Do genetics influence class? How did my great-grandfather lift himself from a background of agricultural labourers to become a ship’s master after running away to sea? And my grandfather successfully started his own business, and employed others. Another great-grandfather was active in the Methodist church, with wide religious knowledge. My mother’s father worked in a paper mill, but his family had (and still has) an almost innate understanding of all things mechanicals. They can mend almost anything. These things run through families for generations, although the genetic elements no doubt interact with other factors in complex ways.

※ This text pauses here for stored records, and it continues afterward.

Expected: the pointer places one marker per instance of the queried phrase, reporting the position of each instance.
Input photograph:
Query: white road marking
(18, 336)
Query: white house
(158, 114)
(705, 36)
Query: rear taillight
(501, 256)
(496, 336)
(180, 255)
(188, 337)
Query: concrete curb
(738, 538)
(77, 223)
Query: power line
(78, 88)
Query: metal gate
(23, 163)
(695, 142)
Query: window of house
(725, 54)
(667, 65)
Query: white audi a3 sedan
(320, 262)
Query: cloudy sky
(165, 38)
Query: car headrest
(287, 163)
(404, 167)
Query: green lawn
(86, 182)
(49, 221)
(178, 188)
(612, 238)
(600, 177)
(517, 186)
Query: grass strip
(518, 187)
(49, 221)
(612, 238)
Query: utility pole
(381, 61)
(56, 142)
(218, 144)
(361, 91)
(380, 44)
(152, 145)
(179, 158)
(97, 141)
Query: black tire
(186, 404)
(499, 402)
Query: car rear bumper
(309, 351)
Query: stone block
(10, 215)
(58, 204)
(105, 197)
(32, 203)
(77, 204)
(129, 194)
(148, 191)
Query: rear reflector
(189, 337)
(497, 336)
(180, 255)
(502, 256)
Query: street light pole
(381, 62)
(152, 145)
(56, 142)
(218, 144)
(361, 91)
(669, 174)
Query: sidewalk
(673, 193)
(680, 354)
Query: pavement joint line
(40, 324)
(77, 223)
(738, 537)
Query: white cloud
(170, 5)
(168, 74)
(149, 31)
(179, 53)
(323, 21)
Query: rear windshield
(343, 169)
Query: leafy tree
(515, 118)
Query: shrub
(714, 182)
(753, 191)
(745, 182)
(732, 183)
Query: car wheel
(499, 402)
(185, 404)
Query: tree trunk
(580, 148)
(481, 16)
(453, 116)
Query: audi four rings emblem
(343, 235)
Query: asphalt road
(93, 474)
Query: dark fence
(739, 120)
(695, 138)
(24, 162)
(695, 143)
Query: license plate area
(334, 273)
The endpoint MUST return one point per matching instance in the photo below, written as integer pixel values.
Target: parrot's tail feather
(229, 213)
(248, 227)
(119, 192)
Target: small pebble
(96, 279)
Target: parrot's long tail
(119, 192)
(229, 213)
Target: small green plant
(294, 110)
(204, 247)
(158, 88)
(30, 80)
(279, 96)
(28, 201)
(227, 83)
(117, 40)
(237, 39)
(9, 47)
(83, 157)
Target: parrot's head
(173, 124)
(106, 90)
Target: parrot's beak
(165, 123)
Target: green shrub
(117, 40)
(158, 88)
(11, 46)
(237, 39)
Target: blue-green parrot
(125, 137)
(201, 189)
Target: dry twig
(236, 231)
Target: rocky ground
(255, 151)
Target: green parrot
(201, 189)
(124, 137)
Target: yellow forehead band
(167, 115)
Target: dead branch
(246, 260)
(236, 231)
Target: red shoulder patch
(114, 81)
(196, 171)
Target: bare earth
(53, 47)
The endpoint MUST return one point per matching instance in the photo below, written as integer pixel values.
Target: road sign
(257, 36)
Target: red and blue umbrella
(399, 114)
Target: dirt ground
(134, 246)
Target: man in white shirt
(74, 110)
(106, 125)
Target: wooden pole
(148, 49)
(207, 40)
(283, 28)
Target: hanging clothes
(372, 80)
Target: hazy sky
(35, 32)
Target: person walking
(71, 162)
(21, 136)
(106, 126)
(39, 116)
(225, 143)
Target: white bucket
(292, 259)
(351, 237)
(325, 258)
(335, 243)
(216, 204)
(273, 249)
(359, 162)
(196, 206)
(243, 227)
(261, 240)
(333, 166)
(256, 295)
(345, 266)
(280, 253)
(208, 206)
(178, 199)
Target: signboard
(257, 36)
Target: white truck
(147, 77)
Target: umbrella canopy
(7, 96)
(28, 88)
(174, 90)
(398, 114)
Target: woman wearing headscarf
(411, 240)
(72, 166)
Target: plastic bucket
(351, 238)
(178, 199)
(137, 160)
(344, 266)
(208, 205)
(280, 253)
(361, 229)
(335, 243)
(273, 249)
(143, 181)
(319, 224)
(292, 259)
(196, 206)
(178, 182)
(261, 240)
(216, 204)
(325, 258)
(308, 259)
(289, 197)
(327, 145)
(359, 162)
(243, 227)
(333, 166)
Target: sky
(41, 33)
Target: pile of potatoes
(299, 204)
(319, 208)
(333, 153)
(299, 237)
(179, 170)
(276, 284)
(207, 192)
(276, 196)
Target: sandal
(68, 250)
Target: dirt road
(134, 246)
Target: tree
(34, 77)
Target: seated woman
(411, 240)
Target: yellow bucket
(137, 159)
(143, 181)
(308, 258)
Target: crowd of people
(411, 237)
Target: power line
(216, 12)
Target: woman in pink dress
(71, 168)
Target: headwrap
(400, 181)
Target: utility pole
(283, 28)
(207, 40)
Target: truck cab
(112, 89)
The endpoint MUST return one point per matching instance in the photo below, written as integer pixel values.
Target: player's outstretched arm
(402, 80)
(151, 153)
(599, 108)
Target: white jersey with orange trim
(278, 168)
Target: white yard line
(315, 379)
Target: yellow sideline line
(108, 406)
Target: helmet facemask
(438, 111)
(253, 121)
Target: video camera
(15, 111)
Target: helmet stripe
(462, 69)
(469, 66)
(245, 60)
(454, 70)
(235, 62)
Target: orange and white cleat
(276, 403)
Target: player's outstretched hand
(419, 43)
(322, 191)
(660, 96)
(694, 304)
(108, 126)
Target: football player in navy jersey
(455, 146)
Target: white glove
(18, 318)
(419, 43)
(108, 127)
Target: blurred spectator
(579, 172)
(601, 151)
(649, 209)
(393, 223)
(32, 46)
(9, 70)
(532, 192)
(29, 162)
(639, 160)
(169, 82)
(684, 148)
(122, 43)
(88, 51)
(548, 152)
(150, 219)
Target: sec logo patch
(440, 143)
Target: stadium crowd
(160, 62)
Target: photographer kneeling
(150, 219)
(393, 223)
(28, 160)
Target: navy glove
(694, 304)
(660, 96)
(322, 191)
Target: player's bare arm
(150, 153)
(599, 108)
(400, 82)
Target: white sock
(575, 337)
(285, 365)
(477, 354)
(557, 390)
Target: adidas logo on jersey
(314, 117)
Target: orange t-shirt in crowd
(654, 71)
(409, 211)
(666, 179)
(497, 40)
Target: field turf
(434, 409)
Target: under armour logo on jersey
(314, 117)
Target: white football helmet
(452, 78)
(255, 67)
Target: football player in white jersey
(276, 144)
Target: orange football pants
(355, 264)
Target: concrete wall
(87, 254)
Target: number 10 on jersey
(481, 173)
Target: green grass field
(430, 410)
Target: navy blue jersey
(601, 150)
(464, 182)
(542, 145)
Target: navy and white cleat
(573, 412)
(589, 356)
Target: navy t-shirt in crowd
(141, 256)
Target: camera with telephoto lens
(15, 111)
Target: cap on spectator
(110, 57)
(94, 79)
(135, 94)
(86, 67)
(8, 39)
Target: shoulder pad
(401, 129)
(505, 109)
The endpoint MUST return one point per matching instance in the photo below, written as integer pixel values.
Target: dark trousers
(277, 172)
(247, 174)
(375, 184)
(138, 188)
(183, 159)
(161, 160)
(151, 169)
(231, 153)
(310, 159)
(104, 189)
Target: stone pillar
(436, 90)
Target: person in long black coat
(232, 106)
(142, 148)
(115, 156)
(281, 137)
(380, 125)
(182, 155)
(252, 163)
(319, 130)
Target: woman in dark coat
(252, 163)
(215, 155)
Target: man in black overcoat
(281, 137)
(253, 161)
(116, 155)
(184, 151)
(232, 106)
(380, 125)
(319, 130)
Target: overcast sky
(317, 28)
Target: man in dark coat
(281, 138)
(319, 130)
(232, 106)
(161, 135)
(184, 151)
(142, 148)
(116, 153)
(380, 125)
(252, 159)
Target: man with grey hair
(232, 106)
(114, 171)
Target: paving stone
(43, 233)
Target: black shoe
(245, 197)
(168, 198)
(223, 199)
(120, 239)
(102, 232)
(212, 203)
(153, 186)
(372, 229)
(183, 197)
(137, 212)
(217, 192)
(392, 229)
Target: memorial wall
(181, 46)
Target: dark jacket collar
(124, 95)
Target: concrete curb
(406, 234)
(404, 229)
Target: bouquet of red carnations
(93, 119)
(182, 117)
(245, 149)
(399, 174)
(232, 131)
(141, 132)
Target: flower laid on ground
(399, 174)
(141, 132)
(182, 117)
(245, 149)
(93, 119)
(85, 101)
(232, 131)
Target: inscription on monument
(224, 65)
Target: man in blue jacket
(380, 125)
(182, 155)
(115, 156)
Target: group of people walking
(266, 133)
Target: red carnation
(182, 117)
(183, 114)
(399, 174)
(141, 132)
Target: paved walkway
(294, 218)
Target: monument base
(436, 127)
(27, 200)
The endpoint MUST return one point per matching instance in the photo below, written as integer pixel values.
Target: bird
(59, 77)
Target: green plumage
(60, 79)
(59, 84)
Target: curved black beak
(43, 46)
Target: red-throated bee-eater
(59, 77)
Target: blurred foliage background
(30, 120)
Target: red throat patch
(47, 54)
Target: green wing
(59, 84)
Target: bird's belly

Perhaps class differences are no longer what they were, but they are still there in the background. It shows in what you do, your interests, how you spend your time, your friends, the language you use, how much wealth you have, and many other things. The private education sector perpetuates class differences by handing more opportunities to those whose families have paid the enormous fees. I don’t want to make “chip-on-the-shoulder” excuses, but my culturally rich family background is nothing compared to the advantages some have.
I did all right in the end, and it has been mainly down to merit. Some academic achievements cannot be bought. I hope that is not being smug. Although selection was not entirely unbiased, I regret the abolition of the state Grammar Schools and the social mobility they gave to so many from ordinary backgrounds like mine.